PetSmart Math Supports Activist Sale Thesis

Stock quotes in this article: PETM

NEW YORK (The Deal) -- Though activist investor Jana Partners said in a regulatory filing this week it believes the best option is for pet retailer PetSmart (PETM) to sell itself -- preferably to a financial sponsor -- industry experts are trying to figure out how that math would work.

One of the reasons for that is the perceived success rate of the activist. When Jana revealed it had a 9.9% activist stake at the start of the month, the stock predictably spiked. That, and other financial metrics, led news outlets to suggest a deal might be a stretch for PE.

A review of the numbers suggests otherwise.

Ebitda at the company is projected to grow, though, at a slower pace, according to analysts' estimates compiled by Bloomberg. For the fiscal year ended Feb. 3, PetSmart had almost $930 million in Ebitda as compared to $890 million for the prior year. And Ebitda is expected to grow to about $940 million for the curent fiscal year ending Jan. 31, 2015 while the fiscal year after that Ebitda is projected to grow to roughly $960 million.
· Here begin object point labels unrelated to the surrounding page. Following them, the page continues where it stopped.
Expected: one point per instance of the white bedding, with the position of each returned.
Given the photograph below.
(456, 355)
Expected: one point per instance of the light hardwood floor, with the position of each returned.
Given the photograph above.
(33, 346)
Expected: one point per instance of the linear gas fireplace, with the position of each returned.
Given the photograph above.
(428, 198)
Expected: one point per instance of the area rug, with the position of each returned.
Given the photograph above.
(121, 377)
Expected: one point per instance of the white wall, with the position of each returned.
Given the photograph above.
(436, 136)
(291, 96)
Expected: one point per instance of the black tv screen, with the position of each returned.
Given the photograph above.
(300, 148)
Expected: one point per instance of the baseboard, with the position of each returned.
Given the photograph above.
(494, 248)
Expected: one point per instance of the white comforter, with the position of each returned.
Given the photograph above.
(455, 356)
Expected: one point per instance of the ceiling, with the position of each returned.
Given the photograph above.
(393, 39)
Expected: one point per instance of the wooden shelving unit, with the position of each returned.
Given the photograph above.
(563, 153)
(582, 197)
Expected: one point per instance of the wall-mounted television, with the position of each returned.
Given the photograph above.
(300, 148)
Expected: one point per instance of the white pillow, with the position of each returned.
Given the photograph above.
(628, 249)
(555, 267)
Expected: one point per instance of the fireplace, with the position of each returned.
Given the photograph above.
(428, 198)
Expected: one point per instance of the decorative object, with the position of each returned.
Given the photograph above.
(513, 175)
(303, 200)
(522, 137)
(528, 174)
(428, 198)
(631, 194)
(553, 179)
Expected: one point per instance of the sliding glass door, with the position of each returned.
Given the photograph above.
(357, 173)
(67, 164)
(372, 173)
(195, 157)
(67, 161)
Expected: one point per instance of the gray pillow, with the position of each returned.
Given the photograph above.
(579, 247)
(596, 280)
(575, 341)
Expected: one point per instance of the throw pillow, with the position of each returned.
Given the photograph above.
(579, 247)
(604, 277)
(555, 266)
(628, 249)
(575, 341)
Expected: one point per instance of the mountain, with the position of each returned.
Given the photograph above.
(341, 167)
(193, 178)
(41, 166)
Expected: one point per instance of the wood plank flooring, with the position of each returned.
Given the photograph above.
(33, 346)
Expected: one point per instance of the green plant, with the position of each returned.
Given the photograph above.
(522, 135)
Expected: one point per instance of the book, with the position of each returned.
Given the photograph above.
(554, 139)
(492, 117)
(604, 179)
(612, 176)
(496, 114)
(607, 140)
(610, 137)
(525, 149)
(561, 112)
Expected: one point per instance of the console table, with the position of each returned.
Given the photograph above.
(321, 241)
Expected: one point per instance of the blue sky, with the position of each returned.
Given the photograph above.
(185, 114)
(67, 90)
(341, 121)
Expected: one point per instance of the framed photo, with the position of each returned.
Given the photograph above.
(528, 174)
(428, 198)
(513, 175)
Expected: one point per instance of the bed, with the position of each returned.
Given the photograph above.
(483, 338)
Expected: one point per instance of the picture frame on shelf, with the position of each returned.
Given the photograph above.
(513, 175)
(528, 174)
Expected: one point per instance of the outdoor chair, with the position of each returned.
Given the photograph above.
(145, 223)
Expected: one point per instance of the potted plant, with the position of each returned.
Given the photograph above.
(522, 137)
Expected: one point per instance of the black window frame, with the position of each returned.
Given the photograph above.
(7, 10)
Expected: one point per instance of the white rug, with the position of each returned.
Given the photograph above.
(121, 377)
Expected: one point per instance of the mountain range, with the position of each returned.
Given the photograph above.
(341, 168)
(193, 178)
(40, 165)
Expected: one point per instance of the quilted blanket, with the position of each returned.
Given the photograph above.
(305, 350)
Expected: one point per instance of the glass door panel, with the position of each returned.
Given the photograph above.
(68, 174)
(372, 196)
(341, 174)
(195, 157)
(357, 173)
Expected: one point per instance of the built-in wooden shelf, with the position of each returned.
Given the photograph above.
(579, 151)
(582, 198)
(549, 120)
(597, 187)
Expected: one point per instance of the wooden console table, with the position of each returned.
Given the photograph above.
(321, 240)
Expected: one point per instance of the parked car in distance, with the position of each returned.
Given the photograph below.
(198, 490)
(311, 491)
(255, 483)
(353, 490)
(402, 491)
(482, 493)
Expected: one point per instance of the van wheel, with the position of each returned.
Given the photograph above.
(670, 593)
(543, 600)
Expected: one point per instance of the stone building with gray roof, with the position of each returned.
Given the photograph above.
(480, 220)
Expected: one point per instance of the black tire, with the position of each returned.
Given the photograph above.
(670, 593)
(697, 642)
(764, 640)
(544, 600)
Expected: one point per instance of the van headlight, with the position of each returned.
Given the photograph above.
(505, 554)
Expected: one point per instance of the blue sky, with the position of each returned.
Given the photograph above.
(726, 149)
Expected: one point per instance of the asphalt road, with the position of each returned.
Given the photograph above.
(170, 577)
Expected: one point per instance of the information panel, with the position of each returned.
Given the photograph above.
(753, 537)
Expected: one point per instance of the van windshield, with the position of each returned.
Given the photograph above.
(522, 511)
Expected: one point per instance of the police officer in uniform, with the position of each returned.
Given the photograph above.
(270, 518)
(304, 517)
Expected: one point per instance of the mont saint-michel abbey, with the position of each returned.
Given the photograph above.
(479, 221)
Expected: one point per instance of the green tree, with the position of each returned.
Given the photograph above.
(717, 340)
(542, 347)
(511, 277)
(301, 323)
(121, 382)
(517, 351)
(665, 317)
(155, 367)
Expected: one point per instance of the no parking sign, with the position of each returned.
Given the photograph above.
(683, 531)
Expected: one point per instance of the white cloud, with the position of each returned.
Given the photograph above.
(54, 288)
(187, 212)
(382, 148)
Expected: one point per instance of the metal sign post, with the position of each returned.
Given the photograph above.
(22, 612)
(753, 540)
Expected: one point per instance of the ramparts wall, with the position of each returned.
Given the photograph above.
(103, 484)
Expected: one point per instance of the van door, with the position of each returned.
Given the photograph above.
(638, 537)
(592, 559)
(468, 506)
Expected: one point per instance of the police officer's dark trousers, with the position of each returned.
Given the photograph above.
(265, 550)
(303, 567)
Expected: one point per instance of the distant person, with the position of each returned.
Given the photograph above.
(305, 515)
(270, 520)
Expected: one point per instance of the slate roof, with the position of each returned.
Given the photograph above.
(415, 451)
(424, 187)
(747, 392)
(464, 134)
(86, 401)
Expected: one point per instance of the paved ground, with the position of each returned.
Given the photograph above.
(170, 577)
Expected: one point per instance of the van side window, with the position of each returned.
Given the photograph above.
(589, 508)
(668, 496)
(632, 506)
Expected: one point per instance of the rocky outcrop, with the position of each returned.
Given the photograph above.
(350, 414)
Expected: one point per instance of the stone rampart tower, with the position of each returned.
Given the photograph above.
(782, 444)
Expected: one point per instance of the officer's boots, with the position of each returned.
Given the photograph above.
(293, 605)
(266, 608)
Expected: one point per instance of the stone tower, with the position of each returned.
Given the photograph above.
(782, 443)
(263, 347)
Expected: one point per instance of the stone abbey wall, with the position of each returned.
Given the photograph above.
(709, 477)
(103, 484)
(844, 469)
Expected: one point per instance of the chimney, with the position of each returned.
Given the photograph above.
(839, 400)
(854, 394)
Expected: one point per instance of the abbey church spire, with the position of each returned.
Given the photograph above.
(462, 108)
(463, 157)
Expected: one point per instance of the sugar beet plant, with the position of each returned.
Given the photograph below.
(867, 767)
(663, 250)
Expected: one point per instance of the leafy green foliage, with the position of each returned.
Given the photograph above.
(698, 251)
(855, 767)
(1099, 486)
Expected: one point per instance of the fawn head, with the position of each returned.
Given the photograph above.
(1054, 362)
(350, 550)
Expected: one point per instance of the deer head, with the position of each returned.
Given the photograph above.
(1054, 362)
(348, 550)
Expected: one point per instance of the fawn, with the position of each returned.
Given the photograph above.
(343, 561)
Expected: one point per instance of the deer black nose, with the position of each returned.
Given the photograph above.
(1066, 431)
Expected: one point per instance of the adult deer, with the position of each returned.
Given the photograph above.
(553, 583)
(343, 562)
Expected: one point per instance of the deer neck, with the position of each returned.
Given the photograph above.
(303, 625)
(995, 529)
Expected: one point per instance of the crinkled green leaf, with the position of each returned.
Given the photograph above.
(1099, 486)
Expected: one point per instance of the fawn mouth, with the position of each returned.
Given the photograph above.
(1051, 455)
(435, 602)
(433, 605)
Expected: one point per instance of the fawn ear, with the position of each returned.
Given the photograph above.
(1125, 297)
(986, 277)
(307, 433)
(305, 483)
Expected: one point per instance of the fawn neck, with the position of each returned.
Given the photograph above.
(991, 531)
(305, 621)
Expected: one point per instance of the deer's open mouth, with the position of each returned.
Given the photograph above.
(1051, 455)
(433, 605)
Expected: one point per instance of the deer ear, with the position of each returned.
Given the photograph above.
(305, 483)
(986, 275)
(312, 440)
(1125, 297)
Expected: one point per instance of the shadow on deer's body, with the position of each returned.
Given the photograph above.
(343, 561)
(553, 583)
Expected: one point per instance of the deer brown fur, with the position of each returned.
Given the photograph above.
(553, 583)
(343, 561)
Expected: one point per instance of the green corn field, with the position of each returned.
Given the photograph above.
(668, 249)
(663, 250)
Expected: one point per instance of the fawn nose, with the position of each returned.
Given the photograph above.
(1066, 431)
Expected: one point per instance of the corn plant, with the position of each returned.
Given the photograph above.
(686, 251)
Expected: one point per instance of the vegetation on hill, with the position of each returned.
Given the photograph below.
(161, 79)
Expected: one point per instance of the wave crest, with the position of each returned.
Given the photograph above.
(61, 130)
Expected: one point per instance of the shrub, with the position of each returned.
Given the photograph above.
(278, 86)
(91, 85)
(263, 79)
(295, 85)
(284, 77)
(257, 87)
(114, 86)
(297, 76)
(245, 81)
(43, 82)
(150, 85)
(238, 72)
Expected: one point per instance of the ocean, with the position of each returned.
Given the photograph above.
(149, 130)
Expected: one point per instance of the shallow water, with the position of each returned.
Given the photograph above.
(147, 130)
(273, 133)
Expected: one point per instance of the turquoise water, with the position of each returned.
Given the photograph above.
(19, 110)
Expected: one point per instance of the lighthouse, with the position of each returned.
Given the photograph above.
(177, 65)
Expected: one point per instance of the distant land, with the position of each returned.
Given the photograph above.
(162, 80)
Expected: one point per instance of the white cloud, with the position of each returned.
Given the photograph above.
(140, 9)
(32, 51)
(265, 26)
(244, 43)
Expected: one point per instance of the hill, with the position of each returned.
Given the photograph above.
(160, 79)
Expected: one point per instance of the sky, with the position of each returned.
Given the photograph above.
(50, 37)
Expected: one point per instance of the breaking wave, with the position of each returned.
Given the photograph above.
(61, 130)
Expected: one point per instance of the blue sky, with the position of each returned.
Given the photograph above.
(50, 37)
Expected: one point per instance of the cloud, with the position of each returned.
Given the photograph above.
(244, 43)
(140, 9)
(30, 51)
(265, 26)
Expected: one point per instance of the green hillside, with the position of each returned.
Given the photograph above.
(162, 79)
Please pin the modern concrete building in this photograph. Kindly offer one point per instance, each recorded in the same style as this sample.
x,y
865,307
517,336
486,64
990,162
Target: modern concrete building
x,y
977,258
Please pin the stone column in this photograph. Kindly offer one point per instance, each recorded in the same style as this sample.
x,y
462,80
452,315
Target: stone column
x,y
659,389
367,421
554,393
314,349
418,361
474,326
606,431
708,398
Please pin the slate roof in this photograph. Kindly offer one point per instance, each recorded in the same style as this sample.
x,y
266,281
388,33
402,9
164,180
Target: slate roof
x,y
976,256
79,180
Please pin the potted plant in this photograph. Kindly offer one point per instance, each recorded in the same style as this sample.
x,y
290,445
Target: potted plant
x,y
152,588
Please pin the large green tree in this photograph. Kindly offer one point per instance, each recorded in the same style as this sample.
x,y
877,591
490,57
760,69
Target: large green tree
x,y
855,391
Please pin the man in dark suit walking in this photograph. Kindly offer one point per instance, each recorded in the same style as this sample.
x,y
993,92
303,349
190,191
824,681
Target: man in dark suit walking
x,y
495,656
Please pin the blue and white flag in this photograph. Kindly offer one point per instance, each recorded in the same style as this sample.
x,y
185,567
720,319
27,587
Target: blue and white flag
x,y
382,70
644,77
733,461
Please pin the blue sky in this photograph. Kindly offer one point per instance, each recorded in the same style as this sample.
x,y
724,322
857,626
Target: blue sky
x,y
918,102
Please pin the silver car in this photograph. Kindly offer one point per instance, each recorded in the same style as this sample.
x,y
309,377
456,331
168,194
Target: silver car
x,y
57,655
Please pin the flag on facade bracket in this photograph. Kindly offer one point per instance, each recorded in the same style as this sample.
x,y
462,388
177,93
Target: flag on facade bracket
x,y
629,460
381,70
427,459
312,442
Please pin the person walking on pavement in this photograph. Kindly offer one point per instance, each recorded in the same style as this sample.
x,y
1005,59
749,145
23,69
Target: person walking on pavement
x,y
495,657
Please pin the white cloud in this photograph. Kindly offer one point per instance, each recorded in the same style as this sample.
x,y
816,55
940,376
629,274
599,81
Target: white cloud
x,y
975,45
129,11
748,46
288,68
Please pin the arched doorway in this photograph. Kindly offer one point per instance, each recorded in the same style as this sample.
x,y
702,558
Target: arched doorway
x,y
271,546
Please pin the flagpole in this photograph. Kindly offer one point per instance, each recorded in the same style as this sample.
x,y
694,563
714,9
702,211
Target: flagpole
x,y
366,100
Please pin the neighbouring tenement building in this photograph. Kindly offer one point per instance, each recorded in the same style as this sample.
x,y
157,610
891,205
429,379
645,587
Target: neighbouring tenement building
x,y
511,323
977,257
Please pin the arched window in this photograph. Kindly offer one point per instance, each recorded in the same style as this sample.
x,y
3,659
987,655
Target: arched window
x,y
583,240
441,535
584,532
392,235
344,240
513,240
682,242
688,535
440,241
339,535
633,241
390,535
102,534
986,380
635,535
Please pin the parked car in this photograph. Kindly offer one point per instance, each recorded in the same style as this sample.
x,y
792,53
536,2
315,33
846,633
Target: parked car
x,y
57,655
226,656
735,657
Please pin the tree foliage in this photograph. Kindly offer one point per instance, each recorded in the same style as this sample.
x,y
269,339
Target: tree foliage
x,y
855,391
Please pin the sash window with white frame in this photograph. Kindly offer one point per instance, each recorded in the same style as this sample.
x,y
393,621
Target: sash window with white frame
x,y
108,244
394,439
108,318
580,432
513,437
On July 2, the day before Jana revealed its stake, PetSmart's unaffected stock price closed at nearly $60 a share, giving the company a market cap of about $5.95 billion. Adding debt of nearly $520 million and subtracting cash of about $230 million to that amount (per Bloomberg data), would equate to an enterprise value of $6.24 billion or a valuation multiple of 6.7 times Ebitda (using the $930 million Ebitda figure for its current fiscal year).

That's under the unaffected 7 times multiple PE firms look for when considering potential buyout targets.

But since Jana revealed its stake on July 3, the stock has jumped, now trading at around $68 per share, giving it a market cap of almost $6.75 billion and an enterprise value of roughly $7 billion, or close to 7.6 times Ebitda.

A industry source said at that price, PetSmart is becoming rich in price for PE.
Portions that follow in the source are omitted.